Concetta.- (bras croisés) Ainsi, non seulement les études que je te paie ne valent pas le prix qu’elles me coûtent, mais dans mon dos, tu me coûtes plus encore. Au regret de m’être livrée à des opérations de basse police : mais tu es allé si loin, jusqu’où n’irais-tu pas ?.. .. A tout hasard, dans l’espoir que je me trompais, j’ai compté l’argent que j’avais dans mon porte-monnaie. Je n’ai pas attendu 3 jours. Mon malheureux soupçon s’est vérifié. Toi ou Janice, vous me volez.

Hugo.– Volez, volez, comme tu y vas. Concetta.– Tu avoues ? Hugo.– Tu crois que je te laisserais accuser Janice ? Concetta.– Ce qui m’horrifie, c’est de voir à quel point tu es dénué de tout sens moral. Y a-t-il une marque plus infamante sur un front que le mot de voleur. Hugo.– Tu te laisses impressionner par le mot, Maman. Concetta.– Pour toi, la chose est indifférente ? Hugo.– Pas pour moi, mais pour toi, ce vol devrait l’être. Concetta.– Pour moi ?

Hugo.– Tu as remarqué que je te volais, non parce que l’argent te manquait, mais parce que, m’ayant soupçonné, tu as opéré à des vérifications. Si cet argent ne te manquait pas, avant ta vérification, qu’il fût là ou qu’il n’y fût pas, pour toi, c’était pareil. Pourquoi me reprocher de m’être servi, de ce que tu ne savais pas que tu avais ?

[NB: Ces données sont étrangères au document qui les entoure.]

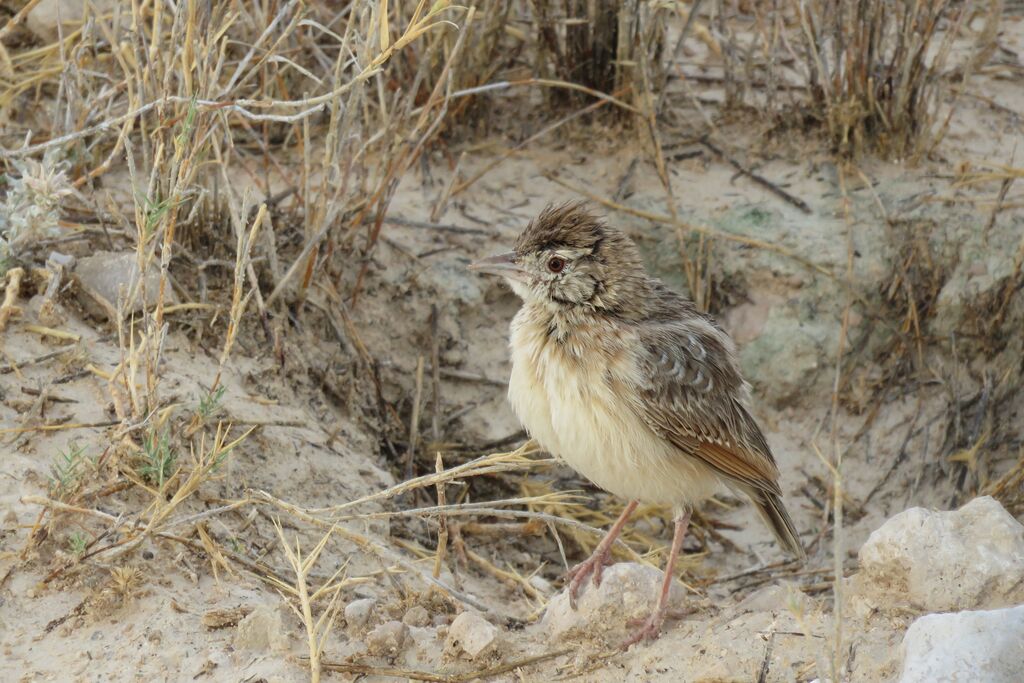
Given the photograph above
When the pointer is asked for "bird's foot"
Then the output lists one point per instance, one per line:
(592, 566)
(647, 630)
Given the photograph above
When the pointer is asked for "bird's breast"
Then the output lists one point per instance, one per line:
(573, 398)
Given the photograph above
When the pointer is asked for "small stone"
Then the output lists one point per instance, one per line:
(357, 612)
(417, 615)
(471, 636)
(101, 276)
(941, 561)
(628, 591)
(542, 584)
(223, 617)
(965, 646)
(261, 630)
(387, 639)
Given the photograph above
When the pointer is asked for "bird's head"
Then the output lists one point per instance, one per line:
(569, 258)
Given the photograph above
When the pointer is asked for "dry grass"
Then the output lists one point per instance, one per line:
(143, 124)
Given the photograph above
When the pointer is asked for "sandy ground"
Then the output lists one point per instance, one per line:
(315, 441)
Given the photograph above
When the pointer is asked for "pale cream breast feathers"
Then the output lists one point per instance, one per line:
(568, 396)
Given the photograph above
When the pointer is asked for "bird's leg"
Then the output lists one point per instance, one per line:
(599, 558)
(650, 628)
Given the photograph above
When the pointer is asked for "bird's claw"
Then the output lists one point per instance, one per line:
(647, 630)
(592, 567)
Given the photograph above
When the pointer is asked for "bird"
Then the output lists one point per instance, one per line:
(630, 384)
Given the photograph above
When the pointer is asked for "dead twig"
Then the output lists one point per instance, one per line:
(760, 179)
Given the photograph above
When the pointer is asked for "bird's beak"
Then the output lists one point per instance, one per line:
(503, 264)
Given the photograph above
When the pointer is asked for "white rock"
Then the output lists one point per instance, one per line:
(261, 630)
(938, 561)
(102, 274)
(628, 591)
(966, 646)
(357, 612)
(471, 636)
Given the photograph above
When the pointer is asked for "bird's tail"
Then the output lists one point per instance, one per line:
(770, 507)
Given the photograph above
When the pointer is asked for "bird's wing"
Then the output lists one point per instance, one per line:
(690, 392)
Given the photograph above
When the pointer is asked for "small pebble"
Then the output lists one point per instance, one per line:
(357, 612)
(387, 639)
(471, 636)
(417, 615)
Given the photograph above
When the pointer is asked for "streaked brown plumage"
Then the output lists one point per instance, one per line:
(629, 383)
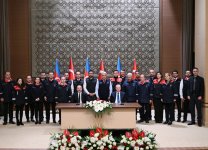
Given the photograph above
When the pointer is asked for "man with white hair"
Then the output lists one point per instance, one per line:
(103, 88)
(130, 88)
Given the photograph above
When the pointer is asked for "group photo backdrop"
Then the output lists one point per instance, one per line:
(97, 29)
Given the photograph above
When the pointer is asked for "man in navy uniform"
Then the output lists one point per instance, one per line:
(150, 79)
(76, 82)
(196, 95)
(29, 105)
(8, 103)
(130, 89)
(176, 82)
(183, 94)
(144, 98)
(123, 77)
(115, 80)
(103, 88)
(50, 102)
(118, 96)
(63, 94)
(90, 85)
(79, 96)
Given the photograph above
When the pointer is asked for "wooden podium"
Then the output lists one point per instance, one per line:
(76, 116)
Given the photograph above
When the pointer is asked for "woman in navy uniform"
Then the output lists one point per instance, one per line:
(157, 97)
(38, 97)
(169, 94)
(63, 94)
(144, 98)
(19, 96)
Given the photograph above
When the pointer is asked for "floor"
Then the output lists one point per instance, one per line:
(178, 136)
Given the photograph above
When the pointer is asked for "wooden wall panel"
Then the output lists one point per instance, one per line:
(19, 37)
(170, 35)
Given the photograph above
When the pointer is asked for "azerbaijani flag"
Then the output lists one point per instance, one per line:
(87, 68)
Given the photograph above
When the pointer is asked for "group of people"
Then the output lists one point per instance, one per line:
(153, 90)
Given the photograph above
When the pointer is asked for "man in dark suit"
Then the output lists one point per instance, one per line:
(79, 96)
(196, 95)
(118, 96)
(103, 88)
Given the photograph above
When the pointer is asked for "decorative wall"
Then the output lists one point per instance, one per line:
(98, 29)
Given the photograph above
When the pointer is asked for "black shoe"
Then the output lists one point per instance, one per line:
(165, 122)
(170, 122)
(191, 123)
(140, 121)
(11, 122)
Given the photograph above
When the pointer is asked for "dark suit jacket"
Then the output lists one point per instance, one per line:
(113, 97)
(199, 86)
(76, 100)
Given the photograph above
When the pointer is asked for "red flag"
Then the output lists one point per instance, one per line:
(71, 70)
(134, 70)
(101, 69)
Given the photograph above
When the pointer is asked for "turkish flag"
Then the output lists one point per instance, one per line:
(71, 70)
(134, 69)
(101, 70)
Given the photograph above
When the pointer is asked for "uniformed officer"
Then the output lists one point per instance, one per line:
(144, 98)
(50, 91)
(176, 83)
(19, 96)
(130, 89)
(29, 103)
(115, 80)
(103, 88)
(90, 86)
(157, 97)
(196, 95)
(63, 94)
(77, 81)
(38, 94)
(169, 97)
(8, 102)
(183, 94)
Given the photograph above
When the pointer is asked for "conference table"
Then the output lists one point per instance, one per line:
(76, 116)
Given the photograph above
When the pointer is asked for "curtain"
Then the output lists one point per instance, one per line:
(3, 37)
(188, 34)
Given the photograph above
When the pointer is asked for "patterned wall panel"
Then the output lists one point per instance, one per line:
(98, 29)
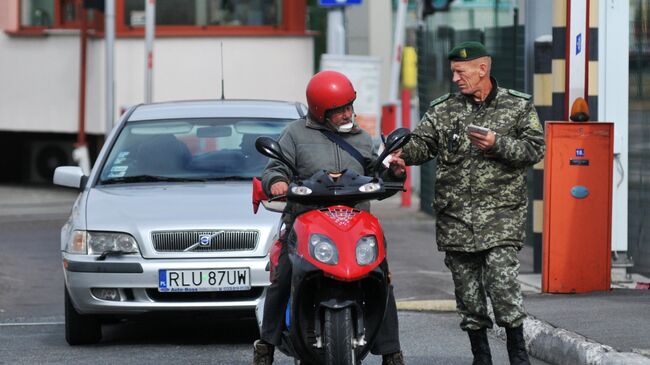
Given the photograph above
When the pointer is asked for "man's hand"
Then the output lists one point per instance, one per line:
(483, 142)
(397, 164)
(279, 188)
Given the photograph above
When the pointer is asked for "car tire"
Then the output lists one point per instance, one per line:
(80, 329)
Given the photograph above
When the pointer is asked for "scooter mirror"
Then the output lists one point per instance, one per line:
(394, 141)
(270, 148)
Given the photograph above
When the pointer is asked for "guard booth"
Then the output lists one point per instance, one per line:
(577, 207)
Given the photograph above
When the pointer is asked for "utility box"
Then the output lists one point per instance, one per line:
(577, 207)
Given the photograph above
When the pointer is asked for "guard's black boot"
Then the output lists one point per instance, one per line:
(480, 347)
(517, 346)
(396, 358)
(262, 353)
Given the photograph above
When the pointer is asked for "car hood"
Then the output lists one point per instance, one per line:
(140, 209)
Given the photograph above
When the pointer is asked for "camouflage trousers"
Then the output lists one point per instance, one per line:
(492, 273)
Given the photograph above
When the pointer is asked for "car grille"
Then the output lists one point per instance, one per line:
(204, 241)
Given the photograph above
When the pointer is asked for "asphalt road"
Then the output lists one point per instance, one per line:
(31, 309)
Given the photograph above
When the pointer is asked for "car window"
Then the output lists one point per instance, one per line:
(189, 150)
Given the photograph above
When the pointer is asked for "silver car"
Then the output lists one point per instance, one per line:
(165, 221)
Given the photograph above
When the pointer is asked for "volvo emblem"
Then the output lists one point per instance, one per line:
(204, 240)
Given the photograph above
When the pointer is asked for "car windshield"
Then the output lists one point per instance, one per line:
(189, 150)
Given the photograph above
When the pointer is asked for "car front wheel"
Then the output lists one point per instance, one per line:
(80, 329)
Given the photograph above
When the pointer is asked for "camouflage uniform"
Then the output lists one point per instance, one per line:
(480, 196)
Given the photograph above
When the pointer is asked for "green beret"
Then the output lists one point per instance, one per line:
(466, 51)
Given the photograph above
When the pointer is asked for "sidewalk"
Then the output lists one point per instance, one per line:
(594, 328)
(16, 201)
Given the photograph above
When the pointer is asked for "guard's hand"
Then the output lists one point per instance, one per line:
(279, 188)
(483, 142)
(397, 164)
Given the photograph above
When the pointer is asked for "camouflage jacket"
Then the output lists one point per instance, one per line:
(480, 197)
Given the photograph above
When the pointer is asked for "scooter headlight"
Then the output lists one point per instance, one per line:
(369, 187)
(301, 190)
(323, 249)
(367, 250)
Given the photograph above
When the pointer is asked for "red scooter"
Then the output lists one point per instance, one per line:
(339, 280)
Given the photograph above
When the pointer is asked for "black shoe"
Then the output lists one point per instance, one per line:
(262, 353)
(517, 346)
(396, 358)
(480, 347)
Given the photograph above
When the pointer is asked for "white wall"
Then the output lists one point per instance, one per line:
(613, 89)
(369, 35)
(40, 75)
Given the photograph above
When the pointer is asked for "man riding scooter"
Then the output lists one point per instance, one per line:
(326, 139)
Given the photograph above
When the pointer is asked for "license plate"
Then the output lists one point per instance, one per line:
(204, 280)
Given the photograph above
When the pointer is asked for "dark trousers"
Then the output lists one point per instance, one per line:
(275, 305)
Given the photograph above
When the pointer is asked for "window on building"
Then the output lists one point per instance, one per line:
(173, 17)
(52, 14)
(37, 13)
(206, 12)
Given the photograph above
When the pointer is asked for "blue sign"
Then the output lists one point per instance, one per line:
(338, 2)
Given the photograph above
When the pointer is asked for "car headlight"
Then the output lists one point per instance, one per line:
(323, 249)
(367, 250)
(96, 243)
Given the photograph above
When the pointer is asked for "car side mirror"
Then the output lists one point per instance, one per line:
(270, 148)
(70, 176)
(396, 140)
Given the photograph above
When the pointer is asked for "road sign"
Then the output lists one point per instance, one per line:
(338, 2)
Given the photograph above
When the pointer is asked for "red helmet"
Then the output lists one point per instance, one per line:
(328, 90)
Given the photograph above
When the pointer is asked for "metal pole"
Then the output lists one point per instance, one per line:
(398, 43)
(150, 30)
(80, 152)
(109, 21)
(83, 35)
(335, 31)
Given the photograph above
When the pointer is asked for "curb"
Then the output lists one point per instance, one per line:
(546, 342)
(440, 305)
(560, 346)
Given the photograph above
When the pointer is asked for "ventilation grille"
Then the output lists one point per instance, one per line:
(204, 241)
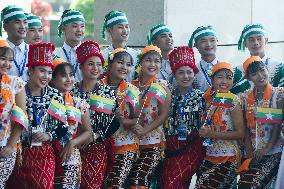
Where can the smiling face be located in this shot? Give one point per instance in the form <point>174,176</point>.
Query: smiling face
<point>120,32</point>
<point>92,68</point>
<point>223,80</point>
<point>120,67</point>
<point>184,76</point>
<point>16,29</point>
<point>34,35</point>
<point>40,76</point>
<point>207,46</point>
<point>164,41</point>
<point>6,60</point>
<point>74,32</point>
<point>258,74</point>
<point>151,64</point>
<point>63,77</point>
<point>255,44</point>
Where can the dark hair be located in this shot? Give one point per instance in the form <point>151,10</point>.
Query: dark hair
<point>255,67</point>
<point>121,54</point>
<point>150,53</point>
<point>6,50</point>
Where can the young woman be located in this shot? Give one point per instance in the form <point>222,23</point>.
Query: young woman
<point>155,105</point>
<point>184,150</point>
<point>262,141</point>
<point>94,155</point>
<point>125,146</point>
<point>68,160</point>
<point>36,171</point>
<point>11,91</point>
<point>223,127</point>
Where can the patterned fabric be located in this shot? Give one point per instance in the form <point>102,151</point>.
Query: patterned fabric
<point>177,170</point>
<point>50,124</point>
<point>222,147</point>
<point>101,123</point>
<point>36,170</point>
<point>68,175</point>
<point>6,168</point>
<point>125,148</point>
<point>94,164</point>
<point>194,105</point>
<point>121,167</point>
<point>16,86</point>
<point>215,175</point>
<point>262,132</point>
<point>143,168</point>
<point>260,174</point>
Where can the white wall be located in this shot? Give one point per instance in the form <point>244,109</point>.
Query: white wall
<point>228,17</point>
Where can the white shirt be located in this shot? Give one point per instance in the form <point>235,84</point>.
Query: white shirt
<point>166,72</point>
<point>202,79</point>
<point>71,57</point>
<point>132,52</point>
<point>20,60</point>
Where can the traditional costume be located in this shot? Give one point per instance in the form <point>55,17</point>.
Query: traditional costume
<point>275,68</point>
<point>66,52</point>
<point>126,143</point>
<point>111,19</point>
<point>151,145</point>
<point>10,86</point>
<point>218,167</point>
<point>20,59</point>
<point>94,156</point>
<point>165,71</point>
<point>202,79</point>
<point>260,119</point>
<point>36,171</point>
<point>184,150</point>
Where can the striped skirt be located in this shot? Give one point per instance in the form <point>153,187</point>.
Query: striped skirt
<point>143,168</point>
<point>94,164</point>
<point>216,175</point>
<point>260,174</point>
<point>6,167</point>
<point>36,170</point>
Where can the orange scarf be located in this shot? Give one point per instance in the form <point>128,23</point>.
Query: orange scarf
<point>250,117</point>
<point>5,90</point>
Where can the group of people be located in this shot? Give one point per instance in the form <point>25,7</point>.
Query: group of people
<point>77,116</point>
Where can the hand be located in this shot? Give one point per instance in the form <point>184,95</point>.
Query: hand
<point>40,137</point>
<point>205,132</point>
<point>119,114</point>
<point>6,151</point>
<point>258,154</point>
<point>67,151</point>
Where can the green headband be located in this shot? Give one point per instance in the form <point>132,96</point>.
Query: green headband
<point>111,19</point>
<point>11,12</point>
<point>33,20</point>
<point>200,32</point>
<point>156,31</point>
<point>250,29</point>
<point>68,17</point>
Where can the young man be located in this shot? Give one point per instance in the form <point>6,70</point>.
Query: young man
<point>161,36</point>
<point>117,26</point>
<point>254,38</point>
<point>15,24</point>
<point>35,29</point>
<point>72,24</point>
<point>204,38</point>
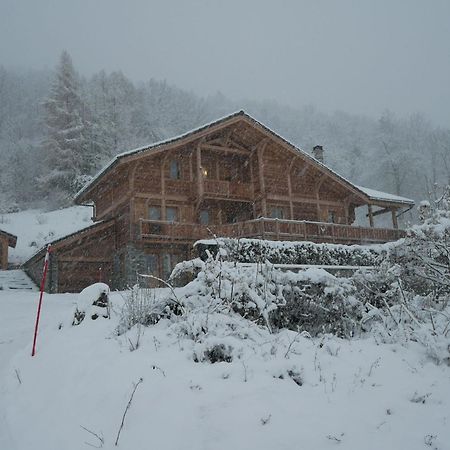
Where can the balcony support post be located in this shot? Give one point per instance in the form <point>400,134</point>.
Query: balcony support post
<point>291,205</point>
<point>394,218</point>
<point>370,215</point>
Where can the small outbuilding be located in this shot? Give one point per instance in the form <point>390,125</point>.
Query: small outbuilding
<point>6,240</point>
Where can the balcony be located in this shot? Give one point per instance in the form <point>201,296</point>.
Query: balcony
<point>227,190</point>
<point>265,228</point>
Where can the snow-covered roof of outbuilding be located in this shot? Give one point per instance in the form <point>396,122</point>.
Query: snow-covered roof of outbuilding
<point>384,196</point>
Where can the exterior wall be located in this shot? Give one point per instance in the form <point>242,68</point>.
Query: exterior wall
<point>238,174</point>
<point>77,261</point>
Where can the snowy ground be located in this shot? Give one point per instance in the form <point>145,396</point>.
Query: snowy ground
<point>353,394</point>
<point>35,228</point>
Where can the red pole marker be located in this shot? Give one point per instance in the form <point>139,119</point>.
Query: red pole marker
<point>44,276</point>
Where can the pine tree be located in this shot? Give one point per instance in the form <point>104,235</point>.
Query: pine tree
<point>66,157</point>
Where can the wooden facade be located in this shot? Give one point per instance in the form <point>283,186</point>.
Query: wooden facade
<point>6,240</point>
<point>234,177</point>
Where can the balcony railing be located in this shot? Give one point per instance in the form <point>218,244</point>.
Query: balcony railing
<point>265,228</point>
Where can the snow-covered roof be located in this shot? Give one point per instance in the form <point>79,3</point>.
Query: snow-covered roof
<point>12,239</point>
<point>363,192</point>
<point>384,196</point>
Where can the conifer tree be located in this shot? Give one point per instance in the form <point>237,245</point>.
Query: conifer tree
<point>66,158</point>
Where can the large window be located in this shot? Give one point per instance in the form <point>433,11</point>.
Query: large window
<point>171,214</point>
<point>277,212</point>
<point>169,260</point>
<point>204,217</point>
<point>175,172</point>
<point>154,212</point>
<point>331,216</point>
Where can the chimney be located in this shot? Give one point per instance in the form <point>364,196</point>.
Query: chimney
<point>318,153</point>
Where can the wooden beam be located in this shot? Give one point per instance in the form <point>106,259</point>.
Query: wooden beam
<point>163,186</point>
<point>222,149</point>
<point>379,212</point>
<point>252,181</point>
<point>316,190</point>
<point>394,218</point>
<point>370,215</point>
<point>148,195</point>
<point>200,186</point>
<point>309,200</point>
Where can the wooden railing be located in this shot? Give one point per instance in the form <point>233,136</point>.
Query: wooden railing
<point>265,228</point>
<point>227,189</point>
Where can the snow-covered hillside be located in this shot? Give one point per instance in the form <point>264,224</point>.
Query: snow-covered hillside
<point>279,391</point>
<point>35,228</point>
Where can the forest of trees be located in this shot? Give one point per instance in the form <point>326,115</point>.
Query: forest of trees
<point>58,128</point>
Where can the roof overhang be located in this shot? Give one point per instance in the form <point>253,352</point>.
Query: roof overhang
<point>12,240</point>
<point>361,195</point>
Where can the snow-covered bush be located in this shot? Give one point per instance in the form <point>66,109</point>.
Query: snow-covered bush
<point>282,252</point>
<point>92,302</point>
<point>312,300</point>
<point>408,298</point>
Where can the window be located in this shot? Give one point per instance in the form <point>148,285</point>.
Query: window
<point>171,214</point>
<point>204,217</point>
<point>154,212</point>
<point>151,264</point>
<point>331,216</point>
<point>277,212</point>
<point>175,172</point>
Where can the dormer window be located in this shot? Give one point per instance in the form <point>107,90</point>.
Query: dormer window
<point>204,217</point>
<point>175,172</point>
<point>277,212</point>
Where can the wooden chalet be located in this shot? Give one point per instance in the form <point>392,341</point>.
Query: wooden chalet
<point>233,177</point>
<point>6,240</point>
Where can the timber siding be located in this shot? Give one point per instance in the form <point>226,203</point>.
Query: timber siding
<point>232,178</point>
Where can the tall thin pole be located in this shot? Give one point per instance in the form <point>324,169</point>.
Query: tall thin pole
<point>44,276</point>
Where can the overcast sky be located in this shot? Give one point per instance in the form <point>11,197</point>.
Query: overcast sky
<point>358,56</point>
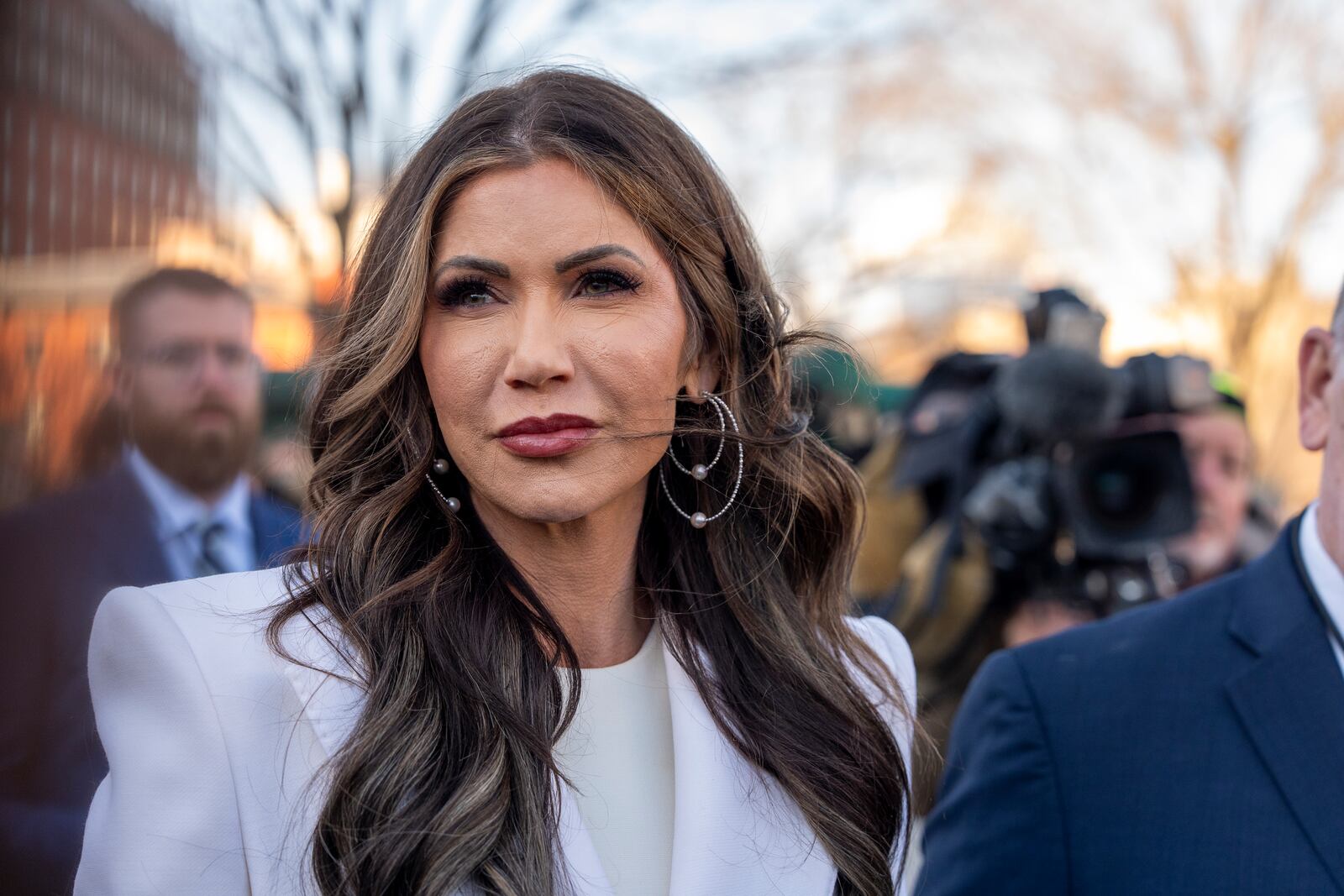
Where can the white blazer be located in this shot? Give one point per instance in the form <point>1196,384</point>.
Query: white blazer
<point>215,748</point>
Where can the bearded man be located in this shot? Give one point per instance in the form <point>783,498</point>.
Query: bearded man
<point>178,506</point>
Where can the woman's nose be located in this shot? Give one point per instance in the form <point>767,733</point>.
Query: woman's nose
<point>541,351</point>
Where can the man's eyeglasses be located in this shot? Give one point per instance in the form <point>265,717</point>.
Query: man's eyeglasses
<point>187,360</point>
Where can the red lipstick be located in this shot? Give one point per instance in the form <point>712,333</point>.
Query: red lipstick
<point>546,436</point>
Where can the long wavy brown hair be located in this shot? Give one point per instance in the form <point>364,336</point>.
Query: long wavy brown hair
<point>448,778</point>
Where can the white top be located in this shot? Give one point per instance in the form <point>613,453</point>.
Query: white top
<point>1326,575</point>
<point>181,517</point>
<point>218,754</point>
<point>618,755</point>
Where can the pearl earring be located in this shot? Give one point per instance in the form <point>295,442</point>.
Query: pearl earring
<point>702,470</point>
<point>441,468</point>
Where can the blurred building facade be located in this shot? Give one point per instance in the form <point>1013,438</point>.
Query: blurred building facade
<point>105,175</point>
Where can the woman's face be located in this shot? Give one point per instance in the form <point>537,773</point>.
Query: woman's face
<point>551,322</point>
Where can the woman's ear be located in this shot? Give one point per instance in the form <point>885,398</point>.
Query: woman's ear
<point>703,375</point>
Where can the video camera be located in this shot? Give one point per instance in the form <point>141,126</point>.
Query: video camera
<point>1066,469</point>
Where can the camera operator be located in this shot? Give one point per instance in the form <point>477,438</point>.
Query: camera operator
<point>1218,452</point>
<point>1189,747</point>
<point>1026,496</point>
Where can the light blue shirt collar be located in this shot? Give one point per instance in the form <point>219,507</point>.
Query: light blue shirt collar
<point>1324,573</point>
<point>178,512</point>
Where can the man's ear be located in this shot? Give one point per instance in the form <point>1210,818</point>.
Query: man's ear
<point>1314,379</point>
<point>118,375</point>
<point>703,375</point>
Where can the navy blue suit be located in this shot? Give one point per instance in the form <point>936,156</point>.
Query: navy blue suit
<point>1195,747</point>
<point>58,558</point>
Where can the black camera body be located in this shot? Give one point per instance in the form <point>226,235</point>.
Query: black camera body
<point>1070,474</point>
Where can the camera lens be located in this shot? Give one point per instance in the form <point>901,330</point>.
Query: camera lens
<point>1128,492</point>
<point>1121,490</point>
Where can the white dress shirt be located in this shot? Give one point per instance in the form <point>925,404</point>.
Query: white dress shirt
<point>1326,575</point>
<point>618,754</point>
<point>181,517</point>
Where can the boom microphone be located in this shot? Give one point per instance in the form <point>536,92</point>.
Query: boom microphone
<point>1055,394</point>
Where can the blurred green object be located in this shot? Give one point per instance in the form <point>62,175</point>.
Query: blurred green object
<point>848,405</point>
<point>282,402</point>
<point>847,402</point>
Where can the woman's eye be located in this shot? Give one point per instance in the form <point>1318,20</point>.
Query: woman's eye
<point>465,295</point>
<point>605,282</point>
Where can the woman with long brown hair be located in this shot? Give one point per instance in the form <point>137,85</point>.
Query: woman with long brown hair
<point>575,614</point>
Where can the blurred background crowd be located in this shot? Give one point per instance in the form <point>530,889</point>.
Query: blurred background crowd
<point>1070,244</point>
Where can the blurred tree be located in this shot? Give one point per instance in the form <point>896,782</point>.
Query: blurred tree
<point>323,97</point>
<point>1194,145</point>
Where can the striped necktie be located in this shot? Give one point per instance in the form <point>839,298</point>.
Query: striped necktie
<point>207,557</point>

Concetta.– Selon toi, je devrais passer l’éponge sur ce vol ? Hugo.– Certainement non. Je t’en blâmerais vivement. Concetta.– Enfin, Hugo, que peux-tu faire de tout cet argent ?

Hugo.– Si tu avais bonne mémoire, tu te rappellerais, qu’à mon âge, on fait son apprentissage d’acheteur. Est-ce que je sais quels livres, quels disques, quels amis finalement je garderai, et quels je jetterai ? Toi, tu es expérimentée, tu achètes sûrement, moi, je fais mes premières armes : j’achète sûrement mal. Cet apprentissage a un coût. .. .. Pour ajouter un argument à ma plaidoierie, je te rappelle que pas plus tard que la semaine dernière, tu as dit que tu avais pu mettre ce mois-ci de l’argent de côté.

Concetta.– J’épargne pour les temps difficiles. Hugo.– Mais les temps difficiles, on y est, Maman.

Concetta.– Ce que j’épargne, je l’épargne sur moi : tu es mal placé pour t’en prévaloir… … Hugo. Tu me donnes ta parole que tu ne me voleras plus ?

Hugo.– Je te donne ma parole. Concetta.– Comment saurai-je que tu la tiendras ? Hugo.– Je donne peu ma parole, parce que ma religion est que, quand on la donne, il faut la tenir.

Concetta.– Je pense que tu penses comme moi qu’une telle faute mérite une punition exemplaire.

Hugo.– Oui, Maman. Concetta.– Approche. Mets tes mains derrière le dos. Hugo s’approche. Concetta lui donne deux gifles l’une après l’autre, non petites. Concetta.– Va et ne vole plus. Hugo.– Oui, Maman. Sort Hugo, puis Concetta.